We can never call it ‘life’ without experiencing problems and trials. These always happen as we go and we can never, ever, avoid it. Often, it is within family, friends, relationships, and in the society. No one is exempted and everyone has to face it. People believe it can make us stronger if we can pass and defeat it, except for me.
I may be one of the strongest men on earth if this is true, after the problems I’ve been through. It wasn’t an extraordinary problem. It’s just a combination of problems which most of the population experience too. I became a son of two wanted people when I was six, after my parents committed a murder, and then soon lost them. They left me their debts with my aunt, who raised me cruelly, so I have to work early to pay her and have education. I attend school in the morning, help her in her small business in the afternoon, and collect garbage during night for extra income, until my aunt’s house was hit by fire and lost everything we had. We started again to zero and I worked harder to earn. Fortunately, I was able to study again. I was bullied at school since I was so poor and I have murderer parents. They always involved me in fight, but that didn’t stop me. I study harder and gain scholarships. Attended college and took law. Fraternity often hit me when I attended the program. So, I have to work five more times to pay hospital bills and my aunt. I had girlfriends and loved them seriously and respectfully. But then they always fool me and just broke up with no reasons. I focused on my study. I always receive doubts from everybody and felt that no one believes I can do it. I took it as a challenge and later became a lawyer.
I’m successful. I’ve passed through those challenges. I was able to face it, but then I am not strong.
I am staring at the most beautiful person I’ve ever known. Those eyes that is gently closed and strands of long dark brown hair placed in her shoulder makes her more innocent than I know. She’s paler than before and her lips are so dry. But then she is glowing with her all white stuffs – white blanket, white pillow, white dress, and everything.
This is the woman I loved – the one who I’ve planned to live with in the remaining years of my life, the person that I will cherish and love forever in good and in bad times, the woman that will wear the most beautiful dress on the day of our wedding, and will be the mother of our three children. This is her. This woman who is lying in the hospital bed is her.

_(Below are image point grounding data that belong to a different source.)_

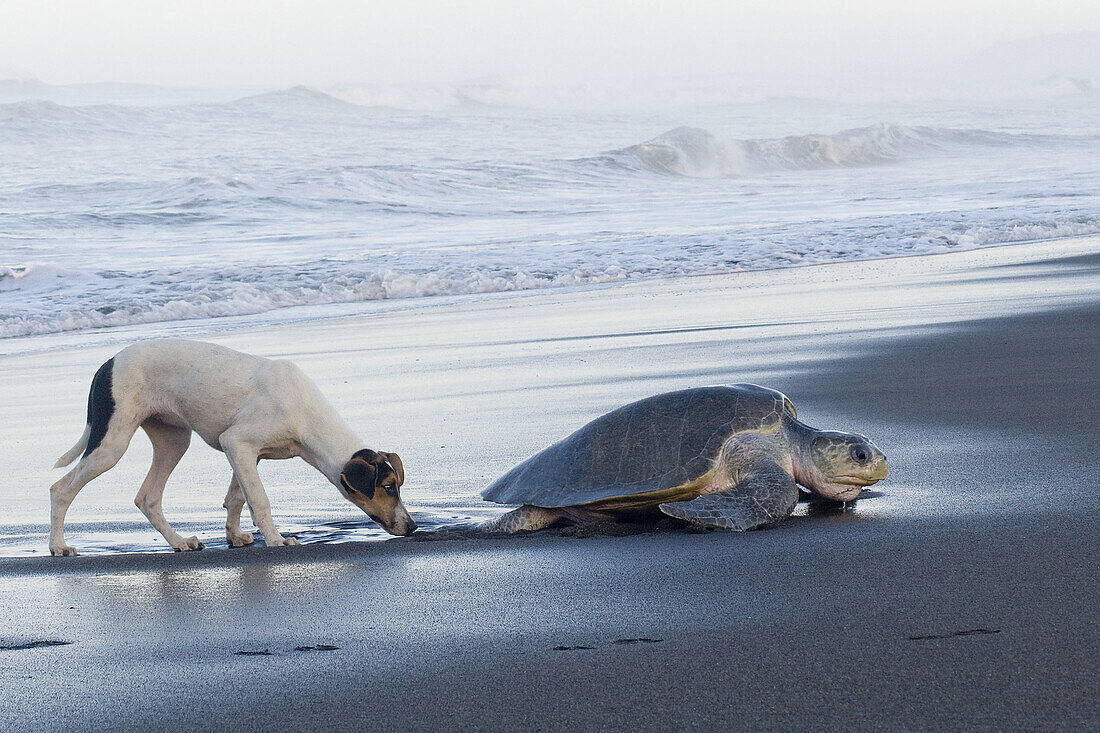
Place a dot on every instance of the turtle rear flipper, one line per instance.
(766, 495)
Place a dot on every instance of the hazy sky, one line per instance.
(326, 42)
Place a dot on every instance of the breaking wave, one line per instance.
(696, 153)
(66, 299)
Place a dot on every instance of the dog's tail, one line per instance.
(75, 450)
(100, 408)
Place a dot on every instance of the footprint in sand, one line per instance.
(969, 632)
(635, 639)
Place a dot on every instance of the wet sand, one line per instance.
(961, 595)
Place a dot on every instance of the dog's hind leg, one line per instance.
(233, 504)
(169, 444)
(98, 460)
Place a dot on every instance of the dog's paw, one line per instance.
(188, 544)
(240, 538)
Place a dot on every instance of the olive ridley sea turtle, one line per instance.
(727, 457)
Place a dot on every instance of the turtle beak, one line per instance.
(879, 467)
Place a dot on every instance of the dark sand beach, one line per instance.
(963, 594)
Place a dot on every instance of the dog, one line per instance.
(249, 407)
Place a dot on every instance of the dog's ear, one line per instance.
(395, 460)
(360, 473)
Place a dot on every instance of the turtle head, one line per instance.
(372, 481)
(837, 466)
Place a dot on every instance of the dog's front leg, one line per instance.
(242, 457)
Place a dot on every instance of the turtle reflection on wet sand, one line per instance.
(723, 457)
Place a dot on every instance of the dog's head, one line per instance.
(372, 481)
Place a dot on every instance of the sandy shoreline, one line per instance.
(963, 595)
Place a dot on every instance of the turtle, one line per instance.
(723, 457)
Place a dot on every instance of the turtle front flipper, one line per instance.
(763, 496)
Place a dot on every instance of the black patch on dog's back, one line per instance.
(100, 405)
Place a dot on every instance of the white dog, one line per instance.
(249, 407)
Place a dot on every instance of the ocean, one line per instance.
(149, 211)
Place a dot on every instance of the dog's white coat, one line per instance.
(248, 406)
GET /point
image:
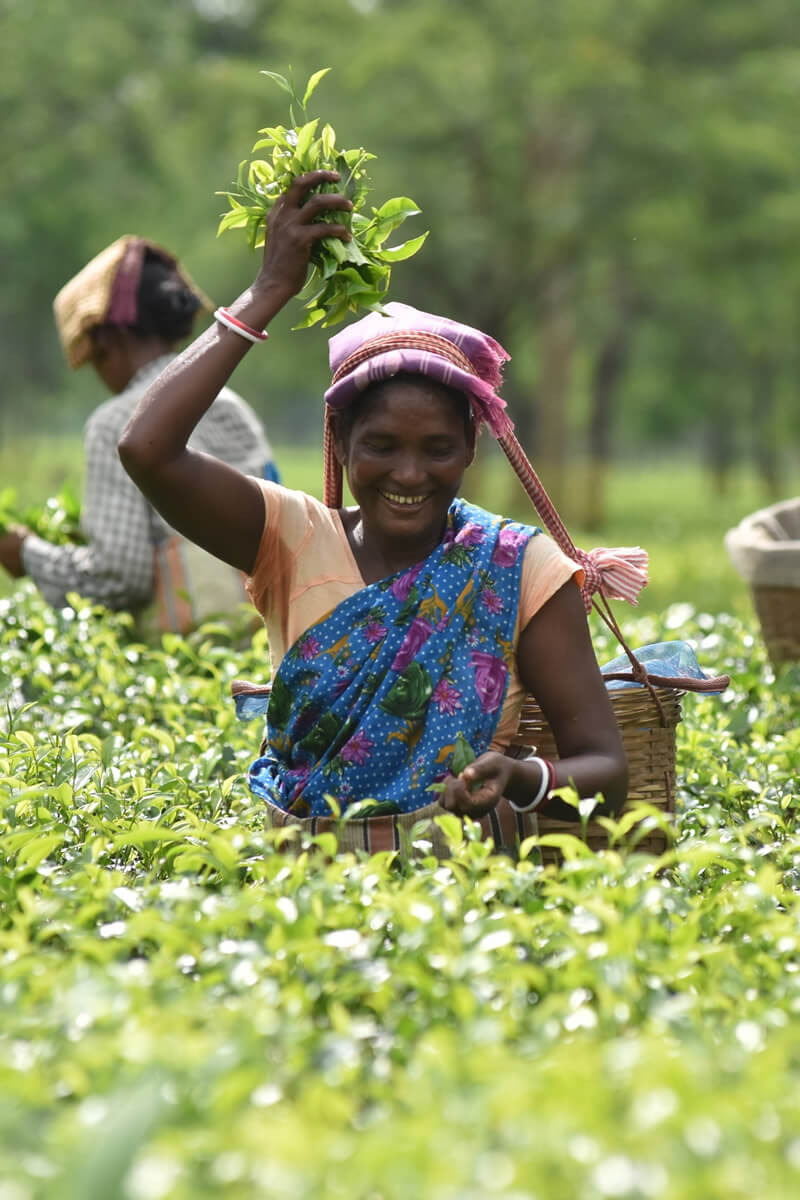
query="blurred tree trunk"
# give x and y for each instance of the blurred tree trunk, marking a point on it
(763, 425)
(720, 453)
(606, 377)
(543, 425)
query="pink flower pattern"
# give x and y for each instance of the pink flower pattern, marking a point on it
(417, 635)
(507, 546)
(446, 697)
(470, 535)
(492, 600)
(404, 582)
(491, 675)
(374, 633)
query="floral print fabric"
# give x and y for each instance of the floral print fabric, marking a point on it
(370, 701)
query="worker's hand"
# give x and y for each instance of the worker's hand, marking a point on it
(292, 231)
(479, 787)
(11, 550)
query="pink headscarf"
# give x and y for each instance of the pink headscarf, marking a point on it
(416, 342)
(407, 340)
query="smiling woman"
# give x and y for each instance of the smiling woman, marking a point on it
(405, 630)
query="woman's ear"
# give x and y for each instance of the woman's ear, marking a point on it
(471, 443)
(337, 436)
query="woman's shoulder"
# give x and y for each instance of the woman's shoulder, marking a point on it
(296, 514)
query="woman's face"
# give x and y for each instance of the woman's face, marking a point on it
(405, 459)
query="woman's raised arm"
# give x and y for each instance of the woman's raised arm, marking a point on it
(206, 501)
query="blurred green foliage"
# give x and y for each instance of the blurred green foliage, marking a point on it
(611, 186)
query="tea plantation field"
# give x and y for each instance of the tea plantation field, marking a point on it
(187, 1011)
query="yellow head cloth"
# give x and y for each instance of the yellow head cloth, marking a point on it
(104, 291)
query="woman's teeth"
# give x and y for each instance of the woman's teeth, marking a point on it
(403, 499)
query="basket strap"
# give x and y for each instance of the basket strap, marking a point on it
(619, 573)
(332, 483)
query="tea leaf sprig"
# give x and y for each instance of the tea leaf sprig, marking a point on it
(344, 276)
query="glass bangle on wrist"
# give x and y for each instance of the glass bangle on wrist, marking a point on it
(542, 795)
(238, 327)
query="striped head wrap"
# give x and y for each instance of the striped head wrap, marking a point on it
(410, 341)
(407, 340)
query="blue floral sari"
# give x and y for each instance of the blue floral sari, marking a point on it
(371, 701)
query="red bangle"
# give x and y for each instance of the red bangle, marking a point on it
(239, 327)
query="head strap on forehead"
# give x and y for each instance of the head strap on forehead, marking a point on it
(402, 340)
(405, 340)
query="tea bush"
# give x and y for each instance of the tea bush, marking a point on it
(190, 1012)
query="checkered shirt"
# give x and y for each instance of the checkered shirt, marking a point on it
(121, 527)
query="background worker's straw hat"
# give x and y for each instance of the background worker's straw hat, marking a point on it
(104, 292)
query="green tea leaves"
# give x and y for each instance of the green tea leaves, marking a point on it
(463, 755)
(295, 150)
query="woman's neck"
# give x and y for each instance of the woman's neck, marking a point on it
(376, 558)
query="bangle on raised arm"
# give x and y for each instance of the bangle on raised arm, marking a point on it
(238, 327)
(546, 787)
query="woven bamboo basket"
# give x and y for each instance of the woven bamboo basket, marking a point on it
(764, 549)
(779, 615)
(649, 742)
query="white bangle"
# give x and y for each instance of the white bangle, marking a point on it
(239, 327)
(543, 789)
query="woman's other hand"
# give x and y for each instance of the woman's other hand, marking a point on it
(292, 229)
(479, 787)
(11, 550)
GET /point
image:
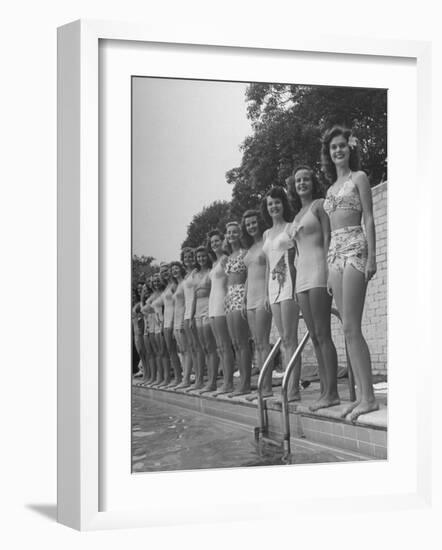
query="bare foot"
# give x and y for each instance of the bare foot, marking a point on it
(207, 389)
(295, 396)
(182, 385)
(223, 389)
(324, 402)
(252, 397)
(349, 408)
(238, 392)
(363, 408)
(195, 387)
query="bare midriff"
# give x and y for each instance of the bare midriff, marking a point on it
(344, 218)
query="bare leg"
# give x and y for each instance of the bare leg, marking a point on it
(239, 333)
(156, 362)
(165, 361)
(286, 315)
(336, 280)
(315, 305)
(185, 350)
(354, 288)
(149, 359)
(197, 354)
(260, 322)
(220, 329)
(174, 359)
(209, 345)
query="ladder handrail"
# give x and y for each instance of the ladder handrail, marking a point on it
(262, 374)
(284, 387)
(288, 371)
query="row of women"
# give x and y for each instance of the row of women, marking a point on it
(206, 305)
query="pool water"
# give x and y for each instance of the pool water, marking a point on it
(166, 437)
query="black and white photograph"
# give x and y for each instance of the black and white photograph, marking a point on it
(259, 274)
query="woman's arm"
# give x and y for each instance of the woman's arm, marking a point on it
(291, 252)
(363, 186)
(324, 220)
(244, 302)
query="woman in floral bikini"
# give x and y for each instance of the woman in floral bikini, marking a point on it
(280, 275)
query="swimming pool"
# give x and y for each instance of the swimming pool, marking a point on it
(167, 437)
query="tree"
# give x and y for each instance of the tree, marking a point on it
(288, 121)
(141, 268)
(214, 216)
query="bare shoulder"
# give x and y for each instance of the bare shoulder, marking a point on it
(318, 204)
(360, 179)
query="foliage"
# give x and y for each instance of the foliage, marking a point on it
(214, 216)
(288, 121)
(142, 268)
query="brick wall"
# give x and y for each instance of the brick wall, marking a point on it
(374, 323)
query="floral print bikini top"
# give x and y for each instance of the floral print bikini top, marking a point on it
(236, 264)
(347, 198)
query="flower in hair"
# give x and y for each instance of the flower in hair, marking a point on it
(352, 141)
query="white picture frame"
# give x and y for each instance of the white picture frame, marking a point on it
(79, 292)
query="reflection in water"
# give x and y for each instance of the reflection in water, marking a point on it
(170, 438)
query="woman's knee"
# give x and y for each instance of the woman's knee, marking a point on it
(351, 330)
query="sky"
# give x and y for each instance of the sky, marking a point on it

I should be stronger since I have faced and passed through a lot of challenges. I should be strong enough, but then I’m not. This is the hardest thing I’ve ever encounter. I am here beside her, but I could not do anything to cure her.

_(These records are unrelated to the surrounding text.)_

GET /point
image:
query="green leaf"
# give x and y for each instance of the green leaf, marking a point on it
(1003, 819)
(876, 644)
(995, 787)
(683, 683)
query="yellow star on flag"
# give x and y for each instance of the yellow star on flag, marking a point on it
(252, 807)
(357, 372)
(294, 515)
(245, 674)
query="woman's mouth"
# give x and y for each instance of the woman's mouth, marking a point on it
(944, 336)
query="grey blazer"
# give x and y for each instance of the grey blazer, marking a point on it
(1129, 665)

I touched her hands and it was cold. It is still soft and smooth, but there is something that makes it very different. I rubbed it gently with my hands to make it warmer and kissed it. She has leukemia, and there is no cure for her. She is near to lose this world and I am near to lose her.
“Hey,” she speaks gently with the sweetest voice I’ve ever heard. I looked up to see her and she is smiling. Her eyes half open, looking at me, and she smiles like nothing is wrong.
“I think I couldn’t make it,” she continues.
I gather all my strength to speak and answer her but no words came out of my mouth. I’m so speechless. I want to encourage her and tell that everything will be okay, but we both knew it wouldn’t be.
“I am really sorry. I love you very much and I don’t want to leave you. But please don’t worry. We can do this. I know you’re very strong,” she speaks again and tears start flowing through her eyes down to her face.
“Please, don’t cry,” I said and suddenly I was crying too. I lean to her and gently wipe her tears. I don’t want her to cry since all I have done is to make her smile. I could never afford the one I love to cry, of course.
“I won’t if you sing for me,” she smiles.
I sat beside her and starts singing softly for her. I look at her and our eyes met. Her smile just magically makes me want to be strong. She’s listening to me and she is also telling me I can do it, that I can make it. With the trials I’ve been through, this is the hardest one. She is losing her life and we couldn’t do anything about it. I want to make it for her. I know I can, but I don’t know when and how.
She gently closed her eyes as I kept on singing. After seconds, I became aware that she is not listening to me anymore. The sound that indicates her heart beat became so long and loud.
The doctor and nurses start barging in and check her.
She’s here seconds ago, and now, she’s gone. The woman who I love the most is gone. How can I continue my life without the woman I love? I don’t know if I could face this. Could I? I don’t know how, and I want to know for her.